College-wide Outcomes
  • Critical Thinking - Critical thinking finds expression in all disciplines and everyday life. It is characterized by an ability to reflect upon thinking patterns, including the role of emotions on thoughts, and to rigorously assess the quality of thought through its work products. Critical thinkers routinely evaluate thinking processes and alter them, as necessary, to facilitate an improvement in their thinking and potentially foster certain dispositions or intellectual traits over time.

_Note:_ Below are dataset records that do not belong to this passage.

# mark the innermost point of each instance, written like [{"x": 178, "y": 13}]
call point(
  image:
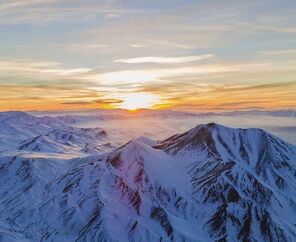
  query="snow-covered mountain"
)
[
  {"x": 211, "y": 183},
  {"x": 24, "y": 132}
]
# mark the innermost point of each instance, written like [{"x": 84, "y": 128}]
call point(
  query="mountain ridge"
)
[{"x": 211, "y": 183}]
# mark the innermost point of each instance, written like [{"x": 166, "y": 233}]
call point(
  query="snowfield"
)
[{"x": 60, "y": 181}]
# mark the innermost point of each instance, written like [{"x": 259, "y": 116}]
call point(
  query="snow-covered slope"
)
[
  {"x": 23, "y": 132},
  {"x": 212, "y": 183}
]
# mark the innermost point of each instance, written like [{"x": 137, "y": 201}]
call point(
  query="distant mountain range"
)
[{"x": 211, "y": 183}]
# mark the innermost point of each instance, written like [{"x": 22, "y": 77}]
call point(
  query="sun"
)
[{"x": 134, "y": 101}]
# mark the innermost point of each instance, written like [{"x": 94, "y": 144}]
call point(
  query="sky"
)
[{"x": 177, "y": 54}]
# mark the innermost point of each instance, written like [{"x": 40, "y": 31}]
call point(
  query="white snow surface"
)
[{"x": 61, "y": 182}]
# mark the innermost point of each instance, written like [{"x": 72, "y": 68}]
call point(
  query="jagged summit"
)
[{"x": 211, "y": 183}]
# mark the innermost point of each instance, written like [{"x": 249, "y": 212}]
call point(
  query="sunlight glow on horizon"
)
[
  {"x": 134, "y": 101},
  {"x": 195, "y": 55}
]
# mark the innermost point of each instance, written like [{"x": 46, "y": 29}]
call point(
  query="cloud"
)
[
  {"x": 279, "y": 52},
  {"x": 164, "y": 60}
]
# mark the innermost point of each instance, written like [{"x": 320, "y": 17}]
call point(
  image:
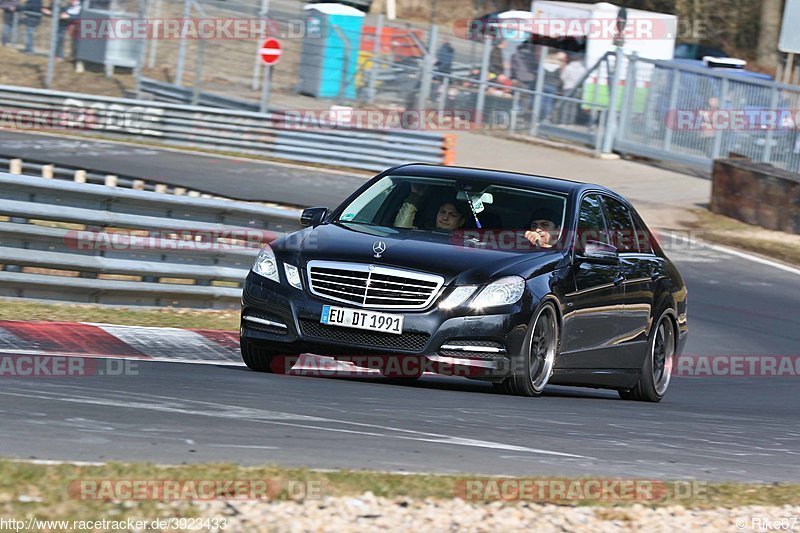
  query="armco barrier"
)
[
  {"x": 91, "y": 243},
  {"x": 270, "y": 135}
]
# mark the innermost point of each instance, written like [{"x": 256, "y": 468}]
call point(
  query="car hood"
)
[{"x": 437, "y": 253}]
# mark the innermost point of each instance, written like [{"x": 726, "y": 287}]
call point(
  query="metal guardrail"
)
[
  {"x": 92, "y": 243},
  {"x": 272, "y": 135}
]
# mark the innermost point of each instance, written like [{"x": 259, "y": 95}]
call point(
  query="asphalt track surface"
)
[
  {"x": 720, "y": 428},
  {"x": 242, "y": 179},
  {"x": 714, "y": 428}
]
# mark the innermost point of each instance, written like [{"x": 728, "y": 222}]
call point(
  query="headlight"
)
[
  {"x": 292, "y": 276},
  {"x": 458, "y": 296},
  {"x": 266, "y": 265},
  {"x": 504, "y": 291}
]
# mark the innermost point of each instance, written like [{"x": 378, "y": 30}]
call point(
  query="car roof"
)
[{"x": 500, "y": 177}]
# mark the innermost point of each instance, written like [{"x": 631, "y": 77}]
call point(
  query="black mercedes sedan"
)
[{"x": 516, "y": 279}]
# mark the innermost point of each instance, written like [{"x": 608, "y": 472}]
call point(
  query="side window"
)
[
  {"x": 591, "y": 223},
  {"x": 647, "y": 242},
  {"x": 620, "y": 226}
]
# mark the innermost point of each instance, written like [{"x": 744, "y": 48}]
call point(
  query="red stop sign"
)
[{"x": 270, "y": 51}]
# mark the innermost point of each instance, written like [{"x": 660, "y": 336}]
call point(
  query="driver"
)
[
  {"x": 449, "y": 215},
  {"x": 543, "y": 229}
]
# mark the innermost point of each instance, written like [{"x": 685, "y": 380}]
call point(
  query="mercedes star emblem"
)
[{"x": 379, "y": 247}]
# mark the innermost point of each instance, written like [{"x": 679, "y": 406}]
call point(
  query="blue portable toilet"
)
[{"x": 329, "y": 60}]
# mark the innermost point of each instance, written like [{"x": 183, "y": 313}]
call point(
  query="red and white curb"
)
[{"x": 173, "y": 345}]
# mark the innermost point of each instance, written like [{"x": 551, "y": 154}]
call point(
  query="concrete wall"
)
[{"x": 757, "y": 194}]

  • Responsibility - Responsibility encompasses those behaviors and dispositions necessary for students to be effective members of a community. This outcome is designed to help students recognize the value of a commitment to those responsibilities which will enable them to work successfully individually and with others.
  • Quantitative and Symbolic Reasoning - Quantitative Reasoning encompasses abilities necessary for a student to become literate in today’s technological world. Quantitative reasoning begins with basic skills and extends to problem solving.
  • Written Communication - Written Communication encompasses all the abilities necessary for effective expression of thoughts, feelings, and ideas in written form.